疲れた(腰も同様だった!)。しかし、作品の保存状態は極めてよく、刷り上がったばかりのような極彩色の

版画を見ることが出来たのは、本当に嬉しかった。浮世絵版画の鑑賞としては、今までになかった感動で

すらあった。



『富嶽三十六景 凱風快晴』 横大判錦絵、何度か見ている有名作品だが、実に色彩が鮮やかだっ
た。当時、摺師達に流行りはじめた「ベロ藍」が快晴の空色に使われている。その藍色と富士山の
赤色の対比が劇的に素晴らしい。棚引く雲の線描とふもとの森の点描も、単純化されたグラフィッ
ク・アートの極限的な表現に高まっている。下絵師・彫師・摺師の職人技が、当時の世界でも第一
級だったことを思わせてくれる作品だ。



『富嶽三十六景 本所立川』 横大判錦絵、左の縦横に組み上げられた切り木も、右の立て掛けら
れた長い柱も非現実的に強調されているが、木場の湾と家並みの向うに見える富士山の姿がきれ
いだ。掛け声をかけて切り木を放り投げ・受け取る職人の仕草も、また角柱を鋸で弾く職人の仕草
も、威勢のいい声が聞こえてくるような詩情に溢れた作品だ。


今回、『富嶽三十六景』のシリーズでは、21作品(全46図中)が出品されていたが、制作は天保2年(1831年)
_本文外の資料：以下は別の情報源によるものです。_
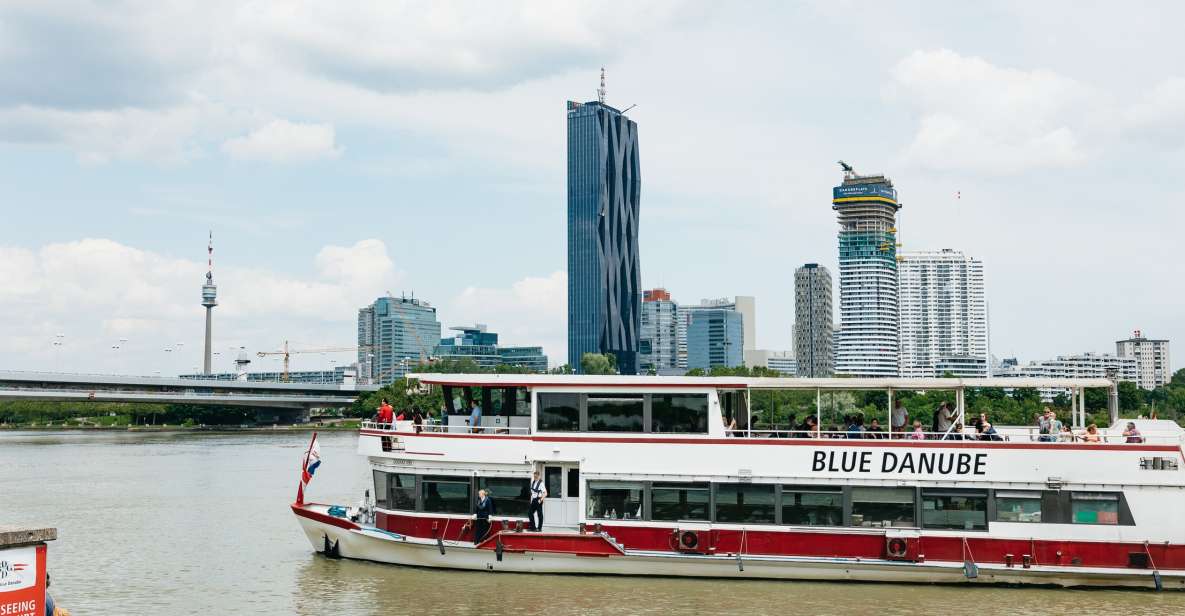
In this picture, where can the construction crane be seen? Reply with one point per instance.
(287, 352)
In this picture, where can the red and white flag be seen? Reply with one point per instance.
(312, 460)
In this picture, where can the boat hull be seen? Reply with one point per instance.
(350, 540)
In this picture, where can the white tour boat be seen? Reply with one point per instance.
(645, 476)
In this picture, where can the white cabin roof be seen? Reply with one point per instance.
(760, 383)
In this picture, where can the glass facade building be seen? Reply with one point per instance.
(481, 346)
(659, 342)
(715, 338)
(394, 335)
(868, 342)
(603, 271)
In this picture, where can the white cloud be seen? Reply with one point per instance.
(975, 115)
(283, 141)
(532, 312)
(98, 292)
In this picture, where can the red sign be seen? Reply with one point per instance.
(23, 581)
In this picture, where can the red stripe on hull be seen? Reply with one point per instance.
(825, 544)
(799, 442)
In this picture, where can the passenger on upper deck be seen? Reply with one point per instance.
(474, 416)
(385, 414)
(986, 430)
(898, 423)
(854, 425)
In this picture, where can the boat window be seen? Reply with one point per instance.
(614, 500)
(1094, 507)
(615, 412)
(811, 506)
(955, 509)
(446, 494)
(744, 502)
(512, 495)
(553, 481)
(883, 507)
(380, 488)
(559, 412)
(680, 501)
(679, 412)
(1017, 506)
(402, 492)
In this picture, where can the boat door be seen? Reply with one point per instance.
(562, 507)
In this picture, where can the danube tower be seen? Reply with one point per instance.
(868, 342)
(209, 299)
(603, 277)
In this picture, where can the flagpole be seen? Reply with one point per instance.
(300, 485)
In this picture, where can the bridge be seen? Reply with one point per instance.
(290, 398)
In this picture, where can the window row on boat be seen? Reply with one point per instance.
(774, 504)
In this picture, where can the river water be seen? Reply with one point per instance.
(170, 524)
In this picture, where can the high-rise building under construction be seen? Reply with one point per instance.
(868, 342)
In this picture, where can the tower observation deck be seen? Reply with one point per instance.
(209, 299)
(868, 342)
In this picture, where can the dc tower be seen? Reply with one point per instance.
(209, 299)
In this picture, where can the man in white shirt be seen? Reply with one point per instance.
(538, 492)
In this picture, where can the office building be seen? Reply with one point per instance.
(781, 361)
(480, 345)
(813, 321)
(603, 270)
(659, 341)
(1078, 366)
(942, 314)
(868, 341)
(394, 335)
(715, 338)
(1151, 359)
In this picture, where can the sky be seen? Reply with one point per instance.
(340, 151)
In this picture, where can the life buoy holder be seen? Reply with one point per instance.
(897, 547)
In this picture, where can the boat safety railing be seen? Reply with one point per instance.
(436, 428)
(1004, 434)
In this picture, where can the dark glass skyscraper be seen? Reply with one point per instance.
(603, 274)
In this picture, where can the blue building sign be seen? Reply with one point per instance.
(864, 190)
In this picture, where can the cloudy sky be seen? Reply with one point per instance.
(339, 149)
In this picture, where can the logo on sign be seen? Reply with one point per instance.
(18, 569)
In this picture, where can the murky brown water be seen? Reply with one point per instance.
(199, 524)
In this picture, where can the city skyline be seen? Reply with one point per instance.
(309, 194)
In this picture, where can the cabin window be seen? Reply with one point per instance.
(744, 502)
(955, 509)
(679, 412)
(614, 500)
(615, 412)
(1094, 507)
(1018, 506)
(446, 494)
(680, 501)
(382, 487)
(512, 495)
(883, 507)
(402, 491)
(559, 412)
(809, 506)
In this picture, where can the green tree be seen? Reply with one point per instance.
(597, 364)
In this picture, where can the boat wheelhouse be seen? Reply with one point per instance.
(673, 476)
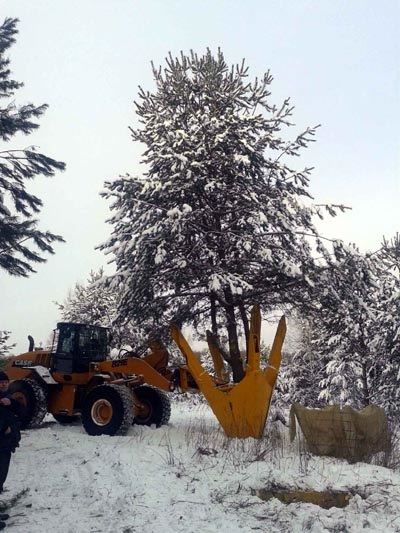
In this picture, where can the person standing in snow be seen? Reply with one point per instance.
(9, 428)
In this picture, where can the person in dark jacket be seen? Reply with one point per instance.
(9, 428)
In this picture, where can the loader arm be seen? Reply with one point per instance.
(134, 366)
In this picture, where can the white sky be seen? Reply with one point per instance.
(338, 61)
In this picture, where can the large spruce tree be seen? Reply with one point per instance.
(21, 242)
(220, 219)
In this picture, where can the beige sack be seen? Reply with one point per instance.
(343, 433)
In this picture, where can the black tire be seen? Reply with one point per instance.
(66, 419)
(108, 410)
(153, 406)
(33, 399)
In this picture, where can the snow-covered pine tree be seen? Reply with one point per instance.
(21, 242)
(344, 318)
(385, 341)
(4, 346)
(218, 220)
(301, 374)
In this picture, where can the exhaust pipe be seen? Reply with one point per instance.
(31, 343)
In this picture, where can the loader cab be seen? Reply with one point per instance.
(77, 345)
と言われている。北斎はその年なんと71歳である ! 会場様の混雑ぶりから先に2階会場を見て回った

ため、このシリーズは最後にさっと見ることになった。というのも、『諸国瀧廻り』シリーズや『花鳥図』シリーズ、

そして『百物語』シリーズなど、素晴らしい作品群を堪能した後だったので、やや疲れていたかもしれない。

でも、保存状態の良い極彩色の版画を見ることができたのは、ほんとに素晴らしかった。